The naivete of this former Columbia college kook is unconscionable!!
You people that voted for this DOOFUS and HIGHLY UNQUALIFIED, INELIGIBLE USURPER OF OUR CONSTITUTION - thanks a lot for your utter stupidity!!
*******
GateWay Pundit: How Much of This Hope & Change Disaster Can Americans Take?
*******
Update #2:
The Obama File's post on Obama's college article and naivete:
"I Am Not Naïve"
Rosslyn Smith writes -- That brief statement of Barack Obama's last month seems every bit as risible as Richard Nixon's "I am not a crook", after one reads the article on the Comprehensive Nuclear-Test-Ban Treaty Obama wrote for the student newspaper his senior year at Columbia. The New York Times rediscovered the student article on Independence Day and seems to want to spin it as a sign of the president's deep nature.

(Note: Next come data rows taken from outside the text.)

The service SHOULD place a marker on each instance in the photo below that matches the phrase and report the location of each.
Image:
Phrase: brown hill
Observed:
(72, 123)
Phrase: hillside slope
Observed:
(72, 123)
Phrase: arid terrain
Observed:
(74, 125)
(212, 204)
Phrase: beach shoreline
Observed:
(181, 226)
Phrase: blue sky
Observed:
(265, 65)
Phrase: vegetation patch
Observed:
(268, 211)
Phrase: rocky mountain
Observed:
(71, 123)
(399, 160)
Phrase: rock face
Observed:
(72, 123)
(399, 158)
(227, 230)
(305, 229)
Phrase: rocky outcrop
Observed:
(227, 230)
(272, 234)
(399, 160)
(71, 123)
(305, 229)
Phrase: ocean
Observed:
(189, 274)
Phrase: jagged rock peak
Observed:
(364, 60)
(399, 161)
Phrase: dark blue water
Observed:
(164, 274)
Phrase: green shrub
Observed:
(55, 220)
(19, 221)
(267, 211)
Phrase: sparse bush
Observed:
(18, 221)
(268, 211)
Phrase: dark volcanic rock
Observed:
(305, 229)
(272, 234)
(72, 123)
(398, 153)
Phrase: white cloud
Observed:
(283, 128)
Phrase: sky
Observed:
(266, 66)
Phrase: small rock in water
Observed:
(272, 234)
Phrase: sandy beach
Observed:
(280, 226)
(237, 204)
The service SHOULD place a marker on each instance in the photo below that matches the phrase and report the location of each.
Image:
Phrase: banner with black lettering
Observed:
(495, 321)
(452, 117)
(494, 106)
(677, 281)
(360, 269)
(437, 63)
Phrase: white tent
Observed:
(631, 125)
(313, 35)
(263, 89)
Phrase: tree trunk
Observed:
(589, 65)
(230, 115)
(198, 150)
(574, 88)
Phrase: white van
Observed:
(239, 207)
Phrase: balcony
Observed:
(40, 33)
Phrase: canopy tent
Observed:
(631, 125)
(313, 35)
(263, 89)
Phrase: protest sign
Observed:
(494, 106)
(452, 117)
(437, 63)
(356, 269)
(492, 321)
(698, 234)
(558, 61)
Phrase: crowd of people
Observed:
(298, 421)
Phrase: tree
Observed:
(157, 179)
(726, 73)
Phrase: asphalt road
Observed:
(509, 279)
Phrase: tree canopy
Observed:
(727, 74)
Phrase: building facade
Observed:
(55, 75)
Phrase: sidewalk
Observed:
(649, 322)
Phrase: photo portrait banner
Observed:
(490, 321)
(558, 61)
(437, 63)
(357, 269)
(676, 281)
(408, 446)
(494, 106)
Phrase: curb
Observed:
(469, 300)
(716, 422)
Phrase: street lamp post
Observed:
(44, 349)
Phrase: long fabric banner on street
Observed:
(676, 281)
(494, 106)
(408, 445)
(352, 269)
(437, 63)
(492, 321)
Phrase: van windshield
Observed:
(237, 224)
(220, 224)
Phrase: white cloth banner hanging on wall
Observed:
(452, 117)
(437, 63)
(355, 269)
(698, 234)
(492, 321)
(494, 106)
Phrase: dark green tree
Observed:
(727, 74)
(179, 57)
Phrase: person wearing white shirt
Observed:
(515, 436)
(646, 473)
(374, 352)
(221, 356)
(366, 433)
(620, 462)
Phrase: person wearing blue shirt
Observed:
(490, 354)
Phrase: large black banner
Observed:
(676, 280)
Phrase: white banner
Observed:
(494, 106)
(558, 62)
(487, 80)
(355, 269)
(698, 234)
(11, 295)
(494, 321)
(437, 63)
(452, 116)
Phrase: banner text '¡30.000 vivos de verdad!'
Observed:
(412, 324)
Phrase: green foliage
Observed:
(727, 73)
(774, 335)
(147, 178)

He railed against discussions of "first- versus second-strike capabilities" that "suit the military-industrial interests" with their "billion-dollar erector sets," and agitated for the elimination of global arsenals holding tens of thousands of deadly warheads.

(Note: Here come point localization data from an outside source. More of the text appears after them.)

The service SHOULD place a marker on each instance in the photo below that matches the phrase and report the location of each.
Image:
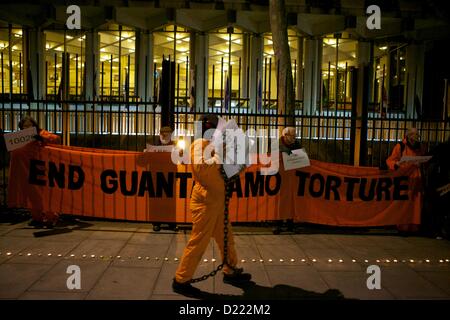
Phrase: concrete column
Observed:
(415, 58)
(35, 52)
(92, 65)
(364, 58)
(313, 75)
(143, 65)
(299, 76)
(199, 69)
(245, 65)
(256, 68)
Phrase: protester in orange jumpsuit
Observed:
(410, 146)
(207, 207)
(39, 218)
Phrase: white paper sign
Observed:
(236, 160)
(18, 139)
(415, 159)
(152, 148)
(297, 159)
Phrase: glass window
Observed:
(269, 78)
(117, 62)
(172, 43)
(11, 54)
(225, 64)
(338, 55)
(56, 44)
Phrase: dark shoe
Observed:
(36, 224)
(185, 289)
(238, 276)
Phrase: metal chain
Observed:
(228, 192)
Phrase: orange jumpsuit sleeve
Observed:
(205, 170)
(394, 157)
(50, 137)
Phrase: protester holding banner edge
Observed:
(39, 218)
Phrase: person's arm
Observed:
(202, 167)
(48, 137)
(395, 156)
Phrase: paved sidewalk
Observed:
(120, 260)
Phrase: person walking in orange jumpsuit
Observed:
(39, 218)
(410, 146)
(207, 207)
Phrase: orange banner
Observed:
(149, 187)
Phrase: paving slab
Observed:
(55, 280)
(124, 284)
(141, 256)
(302, 277)
(98, 248)
(405, 283)
(353, 285)
(50, 295)
(16, 278)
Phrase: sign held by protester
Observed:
(296, 160)
(18, 139)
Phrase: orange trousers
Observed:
(207, 223)
(207, 208)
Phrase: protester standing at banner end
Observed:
(207, 206)
(39, 218)
(411, 145)
(43, 135)
(165, 139)
(287, 143)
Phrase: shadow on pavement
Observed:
(65, 226)
(252, 291)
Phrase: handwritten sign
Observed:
(415, 159)
(152, 148)
(297, 159)
(18, 139)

The student was Barack Obama, and he was clearly trying to sort out his thoughts. In the conclusion, he denounced "the twisted logic of which we are a part today" and praised student efforts to realize "the possibility of a decent world." But his article, "Breaking the War Mentality," which only recently has been rediscovered, said little about how to achieve the utopian dream.
Unfortunately that sorting out process hasn't exactly progressed in 26 years. Obama's plans for a nuclear free world today are just as chock full of high sounding rhetoric and wishful thinking and just as bereft of details as they were when he was a senior at Columbia as to exactly how one is to accomplish such a lofty goal in a world of rogue nations. Conveniently forgotten by The Times is that all the nuclear freeze movement predictions Obama supported about the shape of the future were wrong. Instead of leading to a nuclear Armageddon, the increases in defense spending under Reagan led to the collapse of the Soviet Union and the Eastern block.
Obama seems determined to continue to pursue the policy goals he held as a student instead of learning from two decades of subsequent real world events. What is even more disturbing is how people like Richard Lugar continue to give Obama high marks for "being a good listener" and a "serious student" as they patronizingly give him a pass on the implementation of workable plans.
Most Americans outgrew their student mode shortly after they had to earn a living for themselves in jobs that had more quantifiable performance criteria than community organizing, Obama naive? Throw in sophistic, jejune and purblind to everything isn't a neat fit into ideological cubby holes that haven't change in two decades and you'll be on the right track.
Frank Gaffney sums it up in Commentary:"If the implications were not so serious, the discrepancy between Mr. Obama's plans and real-world conditions would be hilarious," said Frank J. Gaffney Jr., a Reagan-era Pentagon official who directs the Center for Security Policy, a private group in Washington.